En août 2024, le ministère de la Justice avait reconnu Google coupable d’avoir maintenu illégalement son monopole dans la recherche en ligne, grâce à des accords de distribution exclusive à plusieurs milliards de dollars par an avec les constructeurs de smartphones comme Apple ou Samsung.
Analyse
Il restait toutefois à connaître la peine de Google : le tribunal a imposé des exigences strictes à la firme sur le partage des données afin de rétablir l’équité dans la concurrence sur la recherche en ligne. Mais il ne l’oblige pas à céder son navigateur phare Chrome, comme exigé par le ministère américain de la Justice.
«La décision d’aujourd’hui reconnaît à quel point le secteur a changé avec l’avènement de l’IA, qui offre aux gens beaucoup plus de moyens de trouver de l’information», a déclaré Lee-Anne Mulholland, vice-présidente des affaires réglementaires de Google, invoquant une «compétition intense» désormais à l’œuvre.
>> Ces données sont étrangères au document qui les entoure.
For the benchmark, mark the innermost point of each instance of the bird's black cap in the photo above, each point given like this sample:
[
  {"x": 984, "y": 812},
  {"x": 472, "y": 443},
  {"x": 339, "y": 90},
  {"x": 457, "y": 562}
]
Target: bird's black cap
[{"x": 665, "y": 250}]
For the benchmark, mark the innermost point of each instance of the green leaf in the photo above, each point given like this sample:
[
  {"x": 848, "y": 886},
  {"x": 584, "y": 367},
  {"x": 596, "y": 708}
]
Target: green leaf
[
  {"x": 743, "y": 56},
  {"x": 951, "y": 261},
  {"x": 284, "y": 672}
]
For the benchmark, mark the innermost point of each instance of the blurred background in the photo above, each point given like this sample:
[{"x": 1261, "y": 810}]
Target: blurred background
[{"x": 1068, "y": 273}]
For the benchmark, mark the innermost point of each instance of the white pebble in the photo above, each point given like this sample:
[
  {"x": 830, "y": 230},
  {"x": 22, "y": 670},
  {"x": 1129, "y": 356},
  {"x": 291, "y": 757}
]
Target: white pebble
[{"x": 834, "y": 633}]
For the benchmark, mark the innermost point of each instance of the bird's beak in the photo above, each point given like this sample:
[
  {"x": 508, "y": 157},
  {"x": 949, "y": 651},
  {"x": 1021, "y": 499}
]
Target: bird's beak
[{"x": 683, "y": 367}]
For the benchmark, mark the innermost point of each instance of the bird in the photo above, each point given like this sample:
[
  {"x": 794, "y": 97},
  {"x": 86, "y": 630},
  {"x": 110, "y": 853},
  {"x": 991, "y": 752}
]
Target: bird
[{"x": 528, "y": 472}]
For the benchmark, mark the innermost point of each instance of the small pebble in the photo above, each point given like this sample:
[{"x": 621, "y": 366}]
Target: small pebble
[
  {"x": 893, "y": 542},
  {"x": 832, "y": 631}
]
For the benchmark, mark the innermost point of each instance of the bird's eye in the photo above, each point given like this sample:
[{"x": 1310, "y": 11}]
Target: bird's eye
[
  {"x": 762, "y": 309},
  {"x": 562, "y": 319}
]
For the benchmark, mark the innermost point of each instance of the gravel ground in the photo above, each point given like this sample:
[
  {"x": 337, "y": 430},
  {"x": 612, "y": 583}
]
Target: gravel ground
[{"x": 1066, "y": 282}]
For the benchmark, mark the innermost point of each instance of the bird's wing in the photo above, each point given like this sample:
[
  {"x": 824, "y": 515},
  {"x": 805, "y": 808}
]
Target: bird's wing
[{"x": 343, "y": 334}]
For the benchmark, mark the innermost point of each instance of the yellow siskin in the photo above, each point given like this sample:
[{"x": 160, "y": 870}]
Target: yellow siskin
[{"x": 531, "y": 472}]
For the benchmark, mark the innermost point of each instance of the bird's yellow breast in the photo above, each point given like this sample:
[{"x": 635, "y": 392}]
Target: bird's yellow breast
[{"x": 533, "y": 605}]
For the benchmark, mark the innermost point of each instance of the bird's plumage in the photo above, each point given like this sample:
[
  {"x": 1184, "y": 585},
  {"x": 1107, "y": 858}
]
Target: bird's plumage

Google nourrit toutefois des «inquiétudes» sur l’obligation de partager ses données et de limiter la diffusion de ses services, craignant qu’elle n’affecte ses utilisateurs et leur vie privée.
«Extrêmement compliquée et très risquée»
Le gouvernement demandait au juge d’ordonner à Google de vendre Chrome, de partager certaines données avec des concurrents, de ne plus payer Apple et d’autres sociétés pour installer son moteur par défaut sur leurs appareils, et de limiter ses investissements dans d’autres entreprises d’IA.
Mais pour le juge, une vente de Chrome «serait extrêmement compliquée et très risquée», estimant que le ministère a outrepassé ses droits en la demandant. Le tribunal estime aussi qu’une interdiction des accords entre Google et les fabricants de téléphone n’était pas souhaitable, invoquant un risque important de répercussions «pour les partenaires de distribution, les marchés connexes et les consommateurs».
Dans la foulée, le cours d’Alphabet, maison mère de Google, augmentait de plus de 7 % dans les échanges électroniques après la fermeture de Wall Street mardi soir. Apple prenait plus de 3 %.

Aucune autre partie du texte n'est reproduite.